Hello, everybody!
I have recently downloaded images from ImageNet to try to throw some networks at. But I have run into a problem. The training images come with classifications - a total of 200 in the ‘tiny’ download - that’s all well and good. But the test and validation images both are missing classifications. When I try to run the DataLoader batch-divider on those two data sets the same way I do for the training data, the classifications come up as 0 every time… I have two screenshots attached. One is a screenshot of what the training data download looks like - with each folder being a set of images and each text file corresponding to the classifications. I also attached a screenshot of what the validation and testing data set downloads look like - they are definitely different and I don’t know how to get my hands on their classifications. Could anyone give me some guidance on what I am missing? Many thanks! EDIT - it looks like I am only allowed one media per post as a new user - I opted to include the Validation and Testing Dataset download screenshot. Please let me know if that is not enough information!

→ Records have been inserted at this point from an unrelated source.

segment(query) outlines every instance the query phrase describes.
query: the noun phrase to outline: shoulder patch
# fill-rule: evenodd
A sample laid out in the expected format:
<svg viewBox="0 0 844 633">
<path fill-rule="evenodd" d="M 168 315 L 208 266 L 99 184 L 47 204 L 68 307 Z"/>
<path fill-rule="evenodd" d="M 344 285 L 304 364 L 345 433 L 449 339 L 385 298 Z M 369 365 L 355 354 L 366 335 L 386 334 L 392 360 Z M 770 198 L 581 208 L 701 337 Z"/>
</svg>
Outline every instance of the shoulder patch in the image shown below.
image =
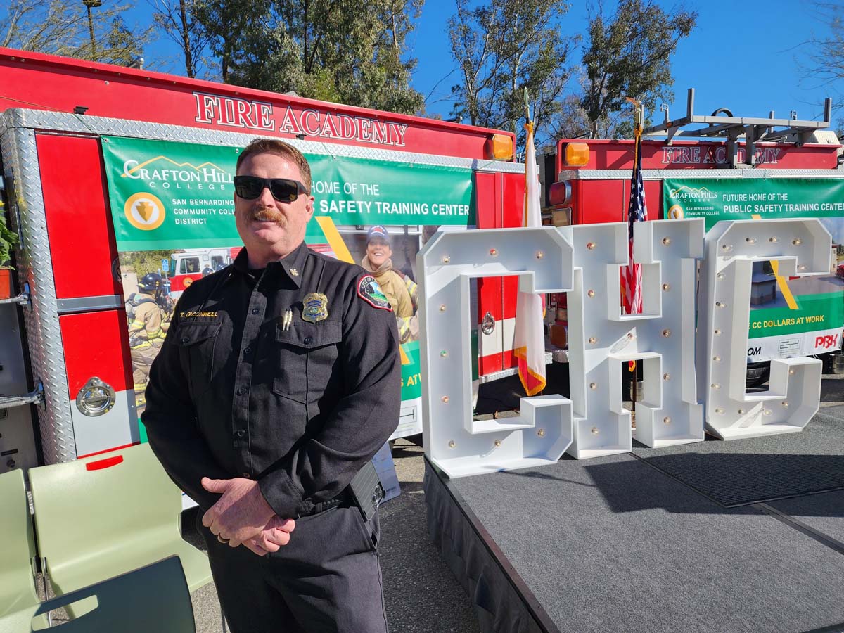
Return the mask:
<svg viewBox="0 0 844 633">
<path fill-rule="evenodd" d="M 358 279 L 358 296 L 374 308 L 392 311 L 390 301 L 372 275 L 364 275 Z"/>
</svg>

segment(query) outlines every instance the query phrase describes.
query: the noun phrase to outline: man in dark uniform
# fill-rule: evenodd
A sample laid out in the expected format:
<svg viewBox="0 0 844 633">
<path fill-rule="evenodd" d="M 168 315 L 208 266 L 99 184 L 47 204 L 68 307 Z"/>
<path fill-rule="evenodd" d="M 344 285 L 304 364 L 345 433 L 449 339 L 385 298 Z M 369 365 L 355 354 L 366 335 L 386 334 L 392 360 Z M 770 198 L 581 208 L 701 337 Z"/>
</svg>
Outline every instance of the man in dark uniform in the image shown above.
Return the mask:
<svg viewBox="0 0 844 633">
<path fill-rule="evenodd" d="M 179 300 L 147 389 L 149 444 L 204 512 L 233 631 L 386 631 L 377 514 L 348 484 L 398 422 L 396 320 L 365 271 L 305 246 L 298 150 L 256 140 L 237 174 L 246 248 Z"/>
</svg>

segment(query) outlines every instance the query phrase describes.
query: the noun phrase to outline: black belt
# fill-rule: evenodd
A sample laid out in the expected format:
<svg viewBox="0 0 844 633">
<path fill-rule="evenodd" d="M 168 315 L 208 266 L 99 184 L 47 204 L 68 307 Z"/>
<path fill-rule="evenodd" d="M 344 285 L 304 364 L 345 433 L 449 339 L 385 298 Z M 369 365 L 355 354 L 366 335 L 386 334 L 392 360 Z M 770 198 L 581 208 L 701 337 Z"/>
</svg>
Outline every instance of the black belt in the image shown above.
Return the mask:
<svg viewBox="0 0 844 633">
<path fill-rule="evenodd" d="M 314 514 L 319 514 L 320 512 L 324 512 L 326 510 L 330 510 L 331 508 L 337 507 L 338 506 L 342 506 L 344 503 L 349 506 L 354 504 L 351 495 L 349 494 L 348 488 L 344 488 L 340 494 L 333 499 L 329 499 L 327 501 L 320 501 L 319 503 L 314 504 L 313 508 L 308 511 L 300 512 L 296 515 L 296 518 L 300 519 L 302 517 L 311 517 Z"/>
</svg>

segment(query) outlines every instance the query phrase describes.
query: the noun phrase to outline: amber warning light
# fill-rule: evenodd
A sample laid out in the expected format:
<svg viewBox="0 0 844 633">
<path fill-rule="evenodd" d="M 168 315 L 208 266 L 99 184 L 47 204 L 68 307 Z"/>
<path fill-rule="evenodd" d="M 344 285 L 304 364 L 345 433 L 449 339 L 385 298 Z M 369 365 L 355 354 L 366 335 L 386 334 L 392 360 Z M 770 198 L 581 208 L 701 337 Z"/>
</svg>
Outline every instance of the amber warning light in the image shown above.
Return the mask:
<svg viewBox="0 0 844 633">
<path fill-rule="evenodd" d="M 589 162 L 589 146 L 585 143 L 566 143 L 563 146 L 563 165 L 582 167 Z"/>
<path fill-rule="evenodd" d="M 513 157 L 513 139 L 506 134 L 493 134 L 487 141 L 487 158 L 509 160 Z"/>
</svg>

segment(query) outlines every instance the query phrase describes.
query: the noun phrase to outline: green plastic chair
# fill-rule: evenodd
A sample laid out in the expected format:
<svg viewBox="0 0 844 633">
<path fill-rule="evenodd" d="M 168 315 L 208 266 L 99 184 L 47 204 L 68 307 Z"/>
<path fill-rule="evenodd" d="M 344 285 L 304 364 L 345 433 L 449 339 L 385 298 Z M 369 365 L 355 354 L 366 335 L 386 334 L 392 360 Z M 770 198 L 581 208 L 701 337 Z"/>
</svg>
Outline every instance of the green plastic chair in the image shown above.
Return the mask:
<svg viewBox="0 0 844 633">
<path fill-rule="evenodd" d="M 24 472 L 0 474 L 0 617 L 40 602 L 32 560 L 35 540 Z"/>
<path fill-rule="evenodd" d="M 181 493 L 148 444 L 31 468 L 30 488 L 56 595 L 174 555 L 190 591 L 211 580 L 208 557 L 181 538 Z"/>
<path fill-rule="evenodd" d="M 74 602 L 93 602 L 95 599 L 95 609 L 62 624 L 62 633 L 196 632 L 185 574 L 179 558 L 170 556 L 35 607 L 9 614 L 0 618 L 0 633 L 41 630 L 36 622 L 47 612 L 57 609 L 68 610 Z"/>
</svg>

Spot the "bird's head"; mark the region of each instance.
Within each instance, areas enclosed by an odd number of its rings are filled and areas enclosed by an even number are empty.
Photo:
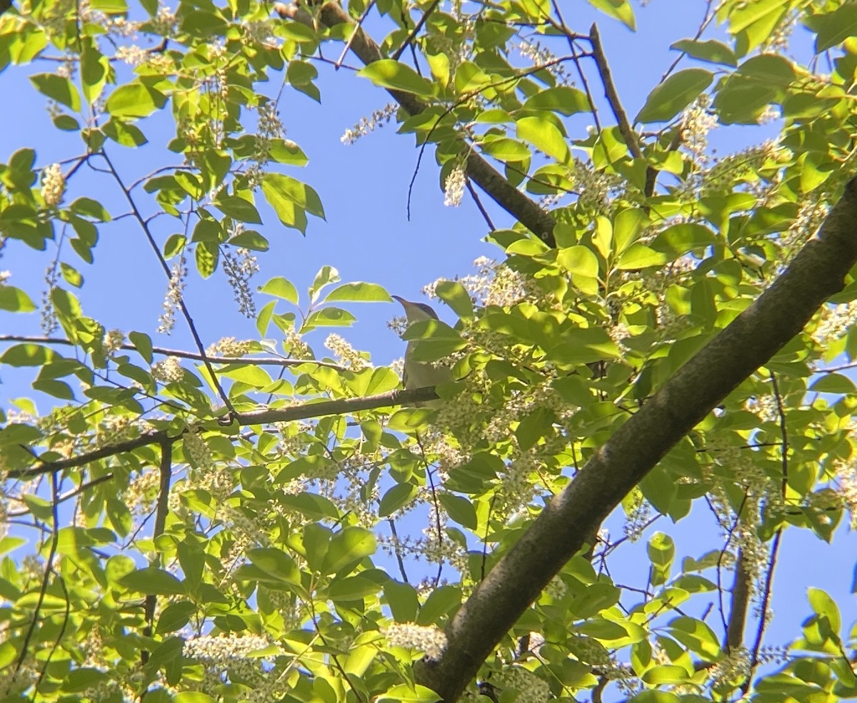
[[[393,297],[399,301],[402,304],[402,307],[405,308],[405,316],[408,319],[408,325],[413,325],[415,322],[420,322],[423,319],[438,319],[437,313],[431,309],[431,306],[426,305],[423,302],[411,302],[399,295],[393,295]]]

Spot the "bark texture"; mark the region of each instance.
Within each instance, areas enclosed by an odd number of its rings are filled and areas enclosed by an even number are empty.
[[[563,564],[685,434],[786,343],[857,262],[857,179],[786,271],[676,372],[592,456],[476,587],[417,681],[453,703]]]

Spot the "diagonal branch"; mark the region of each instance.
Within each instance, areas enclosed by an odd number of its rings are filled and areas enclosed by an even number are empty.
[[[374,396],[363,396],[359,398],[340,398],[333,401],[309,401],[300,405],[284,409],[261,409],[249,413],[235,413],[231,417],[238,426],[248,425],[265,425],[271,422],[291,422],[296,420],[306,420],[311,417],[325,415],[339,415],[347,413],[356,413],[358,410],[372,410],[376,408],[388,408],[392,405],[413,405],[421,401],[437,400],[437,393],[431,386],[415,388],[410,390],[390,390],[387,393],[377,393]],[[172,444],[181,438],[174,436],[171,431],[153,430],[143,432],[134,439],[105,444],[93,451],[71,456],[68,459],[58,459],[56,462],[43,462],[28,468],[11,469],[9,471],[10,479],[32,479],[43,474],[54,474],[68,468],[75,468],[86,464],[116,456],[125,452],[134,451],[141,447],[152,444]]]
[[[63,339],[59,337],[34,337],[28,335],[0,335],[0,343],[3,342],[21,342],[28,344],[63,344],[67,347],[76,347],[77,345],[70,339]],[[126,351],[135,351],[139,349],[134,344],[122,344],[119,349]],[[201,354],[189,352],[183,349],[168,349],[165,347],[153,347],[153,354],[159,354],[161,356],[175,356],[178,359],[190,359],[194,361],[204,361],[207,359],[213,364],[247,364],[254,366],[302,366],[304,364],[315,364],[317,366],[336,369],[337,371],[346,371],[341,364],[335,364],[333,361],[320,361],[317,359],[285,359],[281,356],[219,356],[218,354],[207,354],[203,358]]]
[[[604,47],[602,45],[601,34],[598,33],[598,25],[596,24],[593,24],[590,28],[590,42],[592,44],[592,58],[595,61],[595,65],[598,67],[598,74],[601,76],[601,82],[604,86],[604,97],[607,98],[610,110],[613,110],[613,116],[616,118],[616,124],[619,126],[622,139],[625,140],[625,144],[633,158],[642,158],[643,152],[640,151],[639,140],[631,128],[628,116],[619,99],[619,92],[613,82],[613,74],[610,73],[610,66],[607,63],[607,55],[604,53]]]
[[[711,408],[799,334],[857,262],[857,179],[817,237],[592,456],[476,587],[417,682],[453,703],[526,608],[627,492]]]
[[[280,16],[293,18],[296,21],[309,21],[312,18],[291,6],[276,7]],[[353,28],[351,51],[365,64],[384,58],[381,48],[351,17],[339,3],[327,3],[319,9],[318,18],[327,27],[348,25]],[[387,92],[410,115],[419,115],[427,105],[415,95],[399,90],[389,89]],[[554,227],[556,221],[545,212],[538,203],[528,198],[517,188],[511,185],[503,175],[478,154],[470,153],[467,157],[465,170],[468,177],[484,190],[491,199],[510,215],[513,216],[548,246],[555,246]]]

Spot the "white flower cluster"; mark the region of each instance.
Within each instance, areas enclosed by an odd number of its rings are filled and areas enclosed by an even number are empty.
[[[152,378],[165,384],[177,383],[184,378],[184,369],[175,356],[168,356],[152,365]]]
[[[518,45],[518,50],[521,52],[521,56],[530,59],[534,66],[547,66],[548,72],[556,77],[557,83],[566,86],[574,83],[571,74],[565,67],[561,63],[555,63],[556,55],[543,47],[540,42],[522,41]]]
[[[515,688],[514,703],[545,703],[550,698],[548,682],[523,666],[510,666],[492,676],[491,682],[503,688]]]
[[[391,646],[417,649],[432,661],[438,661],[446,648],[446,635],[434,625],[423,627],[413,623],[393,623],[383,628],[381,634]]]
[[[812,340],[824,348],[847,335],[854,322],[857,322],[857,301],[825,306],[821,312],[821,322],[812,332]]]
[[[115,57],[118,61],[123,61],[129,66],[140,66],[146,63],[149,57],[149,52],[145,49],[131,45],[129,46],[119,46],[116,50]]]
[[[65,193],[65,176],[59,164],[51,164],[42,170],[42,200],[46,207],[58,207]]]
[[[717,126],[716,116],[709,110],[710,102],[710,97],[703,93],[681,113],[681,144],[699,163],[706,159],[708,133]]]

What is the directory structure of images
in each case? It’s common practice to organize classes by directory for classification datasets.
Thanks for the reply! Each of the ‘images’ folders is a collection of JPEG images. In the mean time, I’ve made do with taking the downloaded training data and creating a subset of that data to be the testing data. If it helps, here is the screenshot of what each of those ‘images’ folders looks like on the inside. For the val_data, I realize now that I do have a ‘.txt’ file which contains the classifications. However, for the train_data, I still do not - only a bunch of JPEG images.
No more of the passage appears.